Eles mentem. Pessoas como Ricardo Teixeira tentam fazer os brasileiros de trouxas. Ele está consciente da paixão do povo pelos jogos, consciente de que existe preocupação do Brasil em que o evento não seja um desastre, então diz desculpem, mas vocês vão ter que pagar taxas. Ele nunca vai pedir para as pessoas pensarem sobre isso, mas é preciso pensar. O Brasil não precisa da Copa do Mundo para ser reconhecido. Nas últimas décadas o País tem sido visto cada vez mais como independente e importante e não é pelo o que Romário ou Ronaldo fizeram.
5 – Como vê Teixeira como coordenador da copa?
Se ele for mesmo o responsável pela copa sabemos os desastres que virão. O dinheiro desaparecerá e não teremos os estádios prontos, os aeroportos, os transportes, a infraestrutura. Eles ficarão com o dinheiro, mas não com a responsabilidade. E, no fim, em vez de dizerem que o Brasil é maravilhoso, os visitantes farão críticas e dirão que os brasileiros são preguiçosos. 
6 – A copa é sempre organizada com verbas públicas?
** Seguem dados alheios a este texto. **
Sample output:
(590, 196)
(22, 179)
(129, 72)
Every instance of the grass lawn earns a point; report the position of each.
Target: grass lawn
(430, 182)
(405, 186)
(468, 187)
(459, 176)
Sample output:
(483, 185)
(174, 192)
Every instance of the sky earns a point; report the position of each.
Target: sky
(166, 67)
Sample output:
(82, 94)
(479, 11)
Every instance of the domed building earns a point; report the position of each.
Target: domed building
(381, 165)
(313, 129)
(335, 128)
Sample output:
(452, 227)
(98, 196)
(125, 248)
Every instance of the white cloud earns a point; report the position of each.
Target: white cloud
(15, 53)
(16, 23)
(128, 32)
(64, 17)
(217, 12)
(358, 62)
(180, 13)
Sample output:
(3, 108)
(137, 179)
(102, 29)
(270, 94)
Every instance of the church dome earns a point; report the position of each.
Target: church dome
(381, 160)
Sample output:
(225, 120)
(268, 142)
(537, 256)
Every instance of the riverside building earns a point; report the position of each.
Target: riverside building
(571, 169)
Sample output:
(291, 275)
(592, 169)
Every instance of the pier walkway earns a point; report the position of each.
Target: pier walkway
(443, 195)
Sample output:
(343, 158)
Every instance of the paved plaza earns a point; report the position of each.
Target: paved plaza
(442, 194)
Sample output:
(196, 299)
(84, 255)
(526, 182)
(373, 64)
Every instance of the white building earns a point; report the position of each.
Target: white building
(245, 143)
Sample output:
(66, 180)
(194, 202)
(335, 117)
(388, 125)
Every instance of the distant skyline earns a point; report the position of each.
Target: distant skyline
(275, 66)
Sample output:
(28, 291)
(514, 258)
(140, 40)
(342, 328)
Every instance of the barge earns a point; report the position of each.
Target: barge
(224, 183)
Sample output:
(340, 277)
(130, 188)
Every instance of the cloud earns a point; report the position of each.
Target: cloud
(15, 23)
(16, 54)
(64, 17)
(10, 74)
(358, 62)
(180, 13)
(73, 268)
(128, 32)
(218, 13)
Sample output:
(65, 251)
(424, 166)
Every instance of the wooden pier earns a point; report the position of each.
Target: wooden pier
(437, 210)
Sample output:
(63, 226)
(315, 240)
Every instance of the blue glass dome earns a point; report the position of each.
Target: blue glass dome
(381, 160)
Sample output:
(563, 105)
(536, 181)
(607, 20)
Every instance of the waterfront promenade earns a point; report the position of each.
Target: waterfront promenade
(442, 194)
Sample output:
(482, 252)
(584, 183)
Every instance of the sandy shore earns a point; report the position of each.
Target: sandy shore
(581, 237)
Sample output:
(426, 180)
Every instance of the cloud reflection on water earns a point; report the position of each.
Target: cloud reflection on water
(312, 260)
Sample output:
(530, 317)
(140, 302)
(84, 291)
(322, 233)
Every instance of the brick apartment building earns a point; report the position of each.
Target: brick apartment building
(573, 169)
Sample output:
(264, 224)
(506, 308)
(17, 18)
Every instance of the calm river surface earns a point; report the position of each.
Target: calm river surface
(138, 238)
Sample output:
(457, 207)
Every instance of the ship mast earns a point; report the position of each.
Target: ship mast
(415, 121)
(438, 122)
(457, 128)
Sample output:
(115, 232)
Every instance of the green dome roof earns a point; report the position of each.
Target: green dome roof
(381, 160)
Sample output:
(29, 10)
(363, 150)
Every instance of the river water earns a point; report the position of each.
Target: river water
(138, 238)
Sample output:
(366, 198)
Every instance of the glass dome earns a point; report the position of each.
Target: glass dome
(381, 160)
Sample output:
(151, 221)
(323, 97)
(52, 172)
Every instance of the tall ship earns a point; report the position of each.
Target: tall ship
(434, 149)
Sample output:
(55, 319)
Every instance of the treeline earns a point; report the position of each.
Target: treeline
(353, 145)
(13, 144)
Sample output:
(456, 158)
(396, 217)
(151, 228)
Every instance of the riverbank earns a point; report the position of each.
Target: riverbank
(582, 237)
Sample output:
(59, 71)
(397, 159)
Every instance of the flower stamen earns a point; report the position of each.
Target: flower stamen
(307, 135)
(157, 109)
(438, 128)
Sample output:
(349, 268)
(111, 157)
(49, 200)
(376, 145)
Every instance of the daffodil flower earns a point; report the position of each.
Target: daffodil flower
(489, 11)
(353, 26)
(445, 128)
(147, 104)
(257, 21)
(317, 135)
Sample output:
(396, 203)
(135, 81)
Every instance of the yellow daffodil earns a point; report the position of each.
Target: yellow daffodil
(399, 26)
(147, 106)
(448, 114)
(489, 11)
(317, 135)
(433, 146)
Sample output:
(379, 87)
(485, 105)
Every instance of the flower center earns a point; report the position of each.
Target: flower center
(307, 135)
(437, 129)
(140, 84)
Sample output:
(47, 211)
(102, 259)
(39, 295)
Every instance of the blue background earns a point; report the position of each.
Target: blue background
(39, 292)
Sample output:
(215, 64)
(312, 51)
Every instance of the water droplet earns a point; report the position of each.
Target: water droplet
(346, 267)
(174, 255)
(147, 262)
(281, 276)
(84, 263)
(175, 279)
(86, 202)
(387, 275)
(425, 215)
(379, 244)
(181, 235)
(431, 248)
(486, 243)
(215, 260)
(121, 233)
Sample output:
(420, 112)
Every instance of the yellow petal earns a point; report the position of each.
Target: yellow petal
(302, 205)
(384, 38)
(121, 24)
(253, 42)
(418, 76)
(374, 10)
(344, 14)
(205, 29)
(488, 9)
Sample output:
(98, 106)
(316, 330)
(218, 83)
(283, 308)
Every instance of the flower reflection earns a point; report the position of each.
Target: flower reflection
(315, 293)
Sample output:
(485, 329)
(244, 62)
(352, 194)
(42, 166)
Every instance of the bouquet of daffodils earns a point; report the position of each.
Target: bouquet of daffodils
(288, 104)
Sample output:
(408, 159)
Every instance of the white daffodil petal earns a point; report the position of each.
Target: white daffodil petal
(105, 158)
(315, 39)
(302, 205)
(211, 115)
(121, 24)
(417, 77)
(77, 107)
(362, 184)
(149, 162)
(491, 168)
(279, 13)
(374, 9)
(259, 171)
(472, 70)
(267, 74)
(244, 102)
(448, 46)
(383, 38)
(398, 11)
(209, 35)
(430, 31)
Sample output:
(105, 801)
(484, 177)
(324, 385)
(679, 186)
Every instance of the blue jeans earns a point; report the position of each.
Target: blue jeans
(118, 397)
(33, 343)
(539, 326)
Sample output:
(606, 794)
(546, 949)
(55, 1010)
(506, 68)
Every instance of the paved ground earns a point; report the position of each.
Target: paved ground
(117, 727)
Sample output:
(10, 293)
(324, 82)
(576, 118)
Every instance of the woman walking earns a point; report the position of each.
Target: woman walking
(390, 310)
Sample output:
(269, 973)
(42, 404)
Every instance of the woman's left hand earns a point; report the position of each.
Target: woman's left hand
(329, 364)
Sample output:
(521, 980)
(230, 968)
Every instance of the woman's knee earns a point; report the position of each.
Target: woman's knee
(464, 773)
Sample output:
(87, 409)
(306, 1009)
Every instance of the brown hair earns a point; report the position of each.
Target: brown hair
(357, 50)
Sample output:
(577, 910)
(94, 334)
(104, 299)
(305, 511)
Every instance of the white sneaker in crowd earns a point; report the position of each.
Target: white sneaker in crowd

A exceção talvez seja a da Alemanha, que tem uma sociedade rica e já tinha a maioria dos estádios e uma rede de transportes muito boa. Mas em geral é assim. Na África do Sul, meu Deus, como eles foram ludibriados por esses criminosos.
7 – Mas não há retorno financeiro para o país-sede?
É como um estupro. Eles dizem que haverá retorno, que tudo será pago, fazem promessas bonitas e os países cedem. Depois de se aproveitar, vão embora deixando estádios que não eram necessários e gastos que poderiam ser utilizados em investimentos sociais. Não escrevem e nem telefonam.
8 – Qual seria a solução?
As pessoas que ganham dinheiro poderiam pagar pela competição. Olhe os lucros da televisão, olhe o lucro do marketing gerado com a copa. Esse é um dinheiro deixado para o país? Será mesmo? E existe a necessidade de mais estádios? Ou será que quem vai ganhar não poderia  bancá-los?
9 – O futebol não é um negócio privado então?
Como é isso? Futebol é privado, mas temos políticos apoiando com verbas públicas o senhor Teixeira? Não. As pessoas precisam entender que o senhor Teixeira controla um grande número de políticos e de clubes grandes. Isso é revoltante. Esse tipo de relação precisa acabar. As pessoas têm que ser livres para fazer suas próprias decisões e participar. Futebol não é um negócio privado, é algo público.
10 – A maioria dos dirigentes de futebol permanece no poder por muito tempo. O que pensa disso?
Vejamos o caso de Joseph Blatter (presidente da Fifa). Ele é presidente porque 186 homens votaram nele. Não foram as pessoas que gostam de futebol. Eu não votei, você não votou. São esquemas de poder e é preciso bons repórteres para desvendá-los. Contem as histórias, publiquem na internet, vamos discutir isso. A copa é do povo, não do Ricardo Teixeira. É preciso que as pessoas tenham acesso ao conhecimento para discutir.